Figure 8. Effects of acetazolamide on Pgp activity, chemosensitivity and intracellular pH in chemoresistant cancer cells.

(A) Pgp-rich vesicles were extracted from membrane fractions of HT29/dx cells, then the Pgp ATPase activity was measured spectrophotometrically in the absence (0) or in the presence of increasing concentrations of acetazolamide (AZA), added during the assay. Data are presented as means ± SD (n = 4). Versus 0: *p < 0.005. (B) HT29 and HT29/dx were incubated for 24 h with 5 μmol/L doxorubicin (DOX). When indicated, 1 μmol/L acetazolamide (AZA) was co-incubated. The intracellular doxorubicin retention was measured fluorimetrically.
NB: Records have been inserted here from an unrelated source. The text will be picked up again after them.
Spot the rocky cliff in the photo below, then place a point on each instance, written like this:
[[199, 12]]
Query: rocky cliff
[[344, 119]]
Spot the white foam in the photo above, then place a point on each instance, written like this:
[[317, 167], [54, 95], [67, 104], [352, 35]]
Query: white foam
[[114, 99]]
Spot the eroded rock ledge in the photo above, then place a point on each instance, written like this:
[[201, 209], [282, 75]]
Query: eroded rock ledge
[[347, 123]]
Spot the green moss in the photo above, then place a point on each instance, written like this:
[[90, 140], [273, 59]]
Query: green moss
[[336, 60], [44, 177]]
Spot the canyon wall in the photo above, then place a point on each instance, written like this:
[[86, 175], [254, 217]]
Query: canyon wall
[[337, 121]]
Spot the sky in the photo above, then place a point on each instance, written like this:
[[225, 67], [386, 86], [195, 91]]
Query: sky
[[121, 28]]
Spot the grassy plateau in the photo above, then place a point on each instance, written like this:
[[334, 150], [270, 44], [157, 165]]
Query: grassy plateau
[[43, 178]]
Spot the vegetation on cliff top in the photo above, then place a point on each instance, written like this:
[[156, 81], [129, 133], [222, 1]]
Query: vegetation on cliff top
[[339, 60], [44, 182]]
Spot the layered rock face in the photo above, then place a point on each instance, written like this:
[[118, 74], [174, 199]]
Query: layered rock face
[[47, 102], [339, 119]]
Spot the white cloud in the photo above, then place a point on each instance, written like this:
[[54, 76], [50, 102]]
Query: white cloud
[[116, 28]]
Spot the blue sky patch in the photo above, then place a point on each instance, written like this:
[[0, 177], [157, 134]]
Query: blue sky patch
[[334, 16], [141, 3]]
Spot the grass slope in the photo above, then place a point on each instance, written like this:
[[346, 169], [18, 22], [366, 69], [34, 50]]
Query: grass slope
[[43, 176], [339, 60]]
Data are presented as means ± SD (n = 4). HT29/dx DOX cells versus HT29 DOX cells: *p < 0.001; HT29/dx DOX+AZA cells versus HT29/dx DOX cells: ° p < 0.005. (C) Cells were grown for 72 h in fresh medium (CTRL), or in medium containing 1 μM acetazolamide (AZA), 5 μmol/L doxorubicin (DOX), 1 μM irinotecan (CPT11), alone or in combination, then stained with neutral red dye. The absorbance of viable cells was measured spectrophotometrically. Data are presented as means ± SD (n = 4). For HT29 cells, versus CTRL: *p < 0.001; for HT29/dx cells, versus CTRL: ° p < 0.05. (D) The intracellular pH (pH_i) measurement was performed in duplicate (n = 4) on HT29 and HT29/dx cells untreated or treated with a non targeting scrambled siRNA (scr), with a CAXII-targeting specific siRNA pool (siCAXII) for 48 h, with 1 μmol/L acetazolamide (AZA) for 24 h. Significance versus HT29 cells: *p < 0.01; versus HT29/dx cells: ° p < 0.02. (E) The Pgp ATPase activity was measured spectrophotometrically in Pgp-rich vesicles extracted from HT29/dx cell membrane fractions, using buffers with different pH, in the absence (open circles) or presence (solid circles) of 10 μmol/L verapamil, chosen as a Pgp activator. Data are presented as means ± SD (n = 4).